A mobilização foi convocada por centrais sindicais, partidos de esquerda e movimentos sociais, e aconteceu na Praça da Glória, em Vila Velha

Bancários e bancárias participaram na tarde desta quinta-feira, 20, de ato público em defesa de juros mais baixos no Brasil. A mobilização foi convocada por centrais sindicais, partidos de esquerda e movimentos sociais, e aconteceu na Praça da Glória, em Vila Velha.

Os manifestantes criticaram a atuação do Banco Central (Bacen) por contrariar a política econômica do governo federal e sustentar a taxa Selic, referência para as outras taxas de juros do mercado, em 13,75% — a mais alta taxa de juros do mundo. Os trabalhadores também pediram o fim da autonomia do Banco Central e a saída do presidente da instituição, Roberto Campos Neto.

O diretor do Sindibancários/ES Fabrício Coelho lembrou que a atual taxa de juros só favorece aos rentistas. “Os altos juros interessam a banqueiros e rentistas, aqueles que se beneficiam do pagamento da dívida pública brasileira, que consome metade do PIB nacional todos os anos”.

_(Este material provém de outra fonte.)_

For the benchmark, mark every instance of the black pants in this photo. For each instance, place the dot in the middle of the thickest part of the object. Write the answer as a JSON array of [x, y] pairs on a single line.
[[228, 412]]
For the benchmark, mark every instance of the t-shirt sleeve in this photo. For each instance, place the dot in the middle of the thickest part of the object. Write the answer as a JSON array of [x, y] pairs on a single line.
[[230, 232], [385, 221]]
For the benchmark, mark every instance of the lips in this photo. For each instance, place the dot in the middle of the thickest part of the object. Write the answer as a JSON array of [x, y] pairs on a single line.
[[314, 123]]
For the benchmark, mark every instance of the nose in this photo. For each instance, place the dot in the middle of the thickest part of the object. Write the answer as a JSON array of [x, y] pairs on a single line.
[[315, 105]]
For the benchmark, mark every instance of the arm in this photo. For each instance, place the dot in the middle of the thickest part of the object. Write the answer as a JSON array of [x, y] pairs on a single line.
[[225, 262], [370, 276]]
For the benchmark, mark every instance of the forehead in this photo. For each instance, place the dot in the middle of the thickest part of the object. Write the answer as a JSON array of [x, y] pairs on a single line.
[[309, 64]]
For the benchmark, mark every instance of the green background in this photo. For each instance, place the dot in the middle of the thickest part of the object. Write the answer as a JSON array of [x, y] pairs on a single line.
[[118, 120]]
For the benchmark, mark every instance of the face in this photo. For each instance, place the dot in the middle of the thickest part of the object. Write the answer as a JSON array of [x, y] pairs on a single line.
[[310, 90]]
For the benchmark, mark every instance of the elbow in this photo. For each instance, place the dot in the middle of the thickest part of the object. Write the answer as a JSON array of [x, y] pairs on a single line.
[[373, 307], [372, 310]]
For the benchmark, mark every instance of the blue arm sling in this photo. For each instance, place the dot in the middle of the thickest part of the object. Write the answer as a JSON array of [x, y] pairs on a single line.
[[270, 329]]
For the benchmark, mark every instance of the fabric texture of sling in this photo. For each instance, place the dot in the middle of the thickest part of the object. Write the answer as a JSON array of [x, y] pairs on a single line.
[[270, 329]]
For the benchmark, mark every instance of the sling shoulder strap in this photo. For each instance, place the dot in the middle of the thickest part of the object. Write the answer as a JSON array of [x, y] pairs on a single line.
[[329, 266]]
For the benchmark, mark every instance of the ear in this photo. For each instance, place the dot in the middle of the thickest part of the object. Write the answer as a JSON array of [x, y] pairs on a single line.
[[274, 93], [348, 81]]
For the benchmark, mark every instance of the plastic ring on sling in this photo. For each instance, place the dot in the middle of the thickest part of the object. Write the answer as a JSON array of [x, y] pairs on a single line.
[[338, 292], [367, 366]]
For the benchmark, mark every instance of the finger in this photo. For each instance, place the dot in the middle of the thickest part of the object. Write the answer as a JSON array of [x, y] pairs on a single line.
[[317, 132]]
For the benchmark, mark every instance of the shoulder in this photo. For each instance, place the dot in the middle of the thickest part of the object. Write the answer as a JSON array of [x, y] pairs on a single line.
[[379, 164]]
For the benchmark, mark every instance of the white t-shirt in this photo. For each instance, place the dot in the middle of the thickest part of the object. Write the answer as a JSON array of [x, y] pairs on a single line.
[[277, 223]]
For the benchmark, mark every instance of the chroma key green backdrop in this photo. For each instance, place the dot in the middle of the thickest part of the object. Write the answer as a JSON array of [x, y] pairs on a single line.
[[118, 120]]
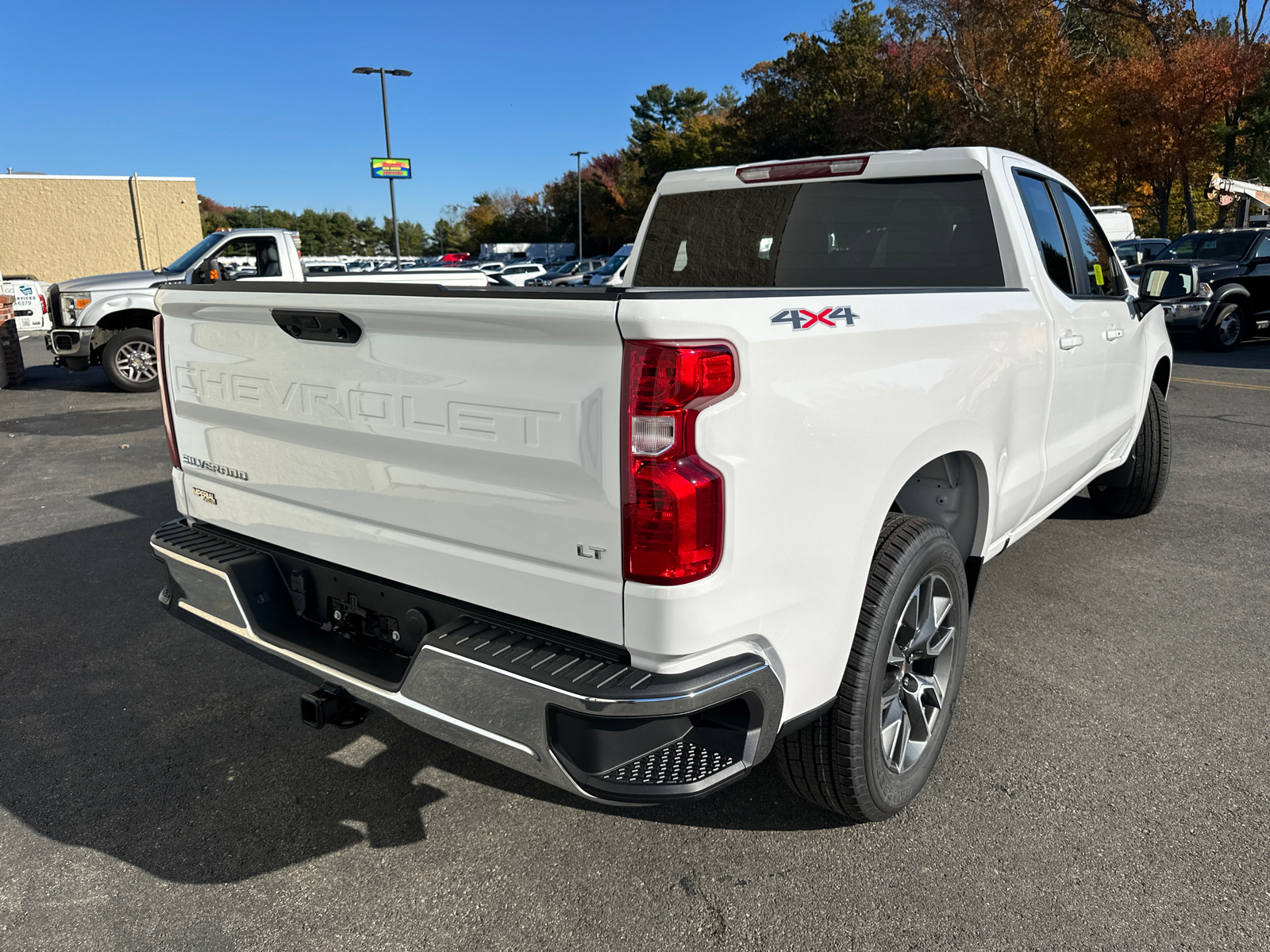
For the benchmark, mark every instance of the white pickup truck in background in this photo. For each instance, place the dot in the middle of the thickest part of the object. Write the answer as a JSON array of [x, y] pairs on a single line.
[[632, 539], [107, 319]]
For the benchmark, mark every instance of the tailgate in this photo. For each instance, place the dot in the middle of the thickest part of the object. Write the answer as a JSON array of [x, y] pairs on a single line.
[[465, 443]]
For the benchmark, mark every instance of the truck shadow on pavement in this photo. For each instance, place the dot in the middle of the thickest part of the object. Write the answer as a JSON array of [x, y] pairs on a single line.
[[44, 376], [87, 423], [125, 731], [1253, 355]]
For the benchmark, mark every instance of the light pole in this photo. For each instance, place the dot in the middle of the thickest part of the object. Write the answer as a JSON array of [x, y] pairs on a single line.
[[387, 144], [579, 201]]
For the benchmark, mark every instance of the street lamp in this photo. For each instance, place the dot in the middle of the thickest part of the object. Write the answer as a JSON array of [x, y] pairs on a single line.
[[387, 143], [579, 201]]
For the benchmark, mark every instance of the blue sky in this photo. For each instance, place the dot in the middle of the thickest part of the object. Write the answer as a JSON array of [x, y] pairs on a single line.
[[257, 99]]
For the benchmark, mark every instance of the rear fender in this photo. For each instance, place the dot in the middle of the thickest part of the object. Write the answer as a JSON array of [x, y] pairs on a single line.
[[948, 440]]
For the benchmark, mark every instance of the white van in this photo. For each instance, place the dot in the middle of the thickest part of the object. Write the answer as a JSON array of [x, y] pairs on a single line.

Para o diretor Carlos Pereira de Araújo (Carlão), Roberto Campos Neto, que assumiu a presidência do Bacen por indicação do ex-presidente Jair Bolsonaro, implementa uma gestão de sabotagem à política macroeconômica do governo Lula. “O povo brasileiro elegeu um novo governo, que tenta atuar no sentido de gerar emprego, fazer a economia girar e melhorar a vida de quem produz e trabalha. Com as taxas de juros nas alturas, no entanto, isso fica inviável. Campos Neto está sabotando a soberania do povo brasileiro”, pontuou.

“Hoje o Banco Central funciona como sindicato dos bancos, para atender aos interesses dos banqueiros. O Bacen não tem que ter autonomia, tem que estar sob o controle do povo e contribuir para uma política de redução dos juros, do endividamento popular e de redução da exploração da classe trabalhadora”, concluiu Carlão.

Veja quem ganha e quem perde com os juros abusivos no Brasil

QUEM PERDE:

Endividados pagam a conta

Está cada dia mais difícil pagar as contas. As taxas de juros no cartão de crédito chegam a 411% ao ano e no cheque especial a 150% ou mais.

Aumento do desemprego

Os juros altos são combustíveis para a especulação financeira. Ou seja, quem tem dinheiro prefere fazer aplicações no mercado financeiro e lucrar com os altos juros a investir em novos negócios.

Cai o consumo, trava a economia

Sem renda os trabalhadores param de consumir. Com isso, as indústrias produzem menos, as empresas fecham e o comércio não vende. A tal da “roda da economia” para de girar e a crise econômica tende a se aprofundar.

Trabalhadores empregados também sofrem

Com a economia travada, fica ainda mais difícil para os trabalhadores conquistarem reajuste salarial.

Juros altos, políticas sociais em baixa

Quanto mais alta a taxa Selic maior será a dívida pública. Para pagar os credores da dívida, o governo corta recursos para as políticas sociais essenciais para a população. A previsão do Tesouro Nacional é que a dívida pública chegue ao final de 2023 entre R$ 6,4 trilhões e R$ 6,8 trilhões.

QUEM GANHA COM AS ALTAS TAXAS?

Com certeza não são os trabalhadores assalariados e aposentados. As altas taxas de juros beneficiam somente os banqueiros, que cobram altas taxas dos clientes, e os milionários que investem na bolsa de valores. O ciclo de quem tem mais dinheiro ganha mais gira velozmente sob a política monetária de altas taxas de juros.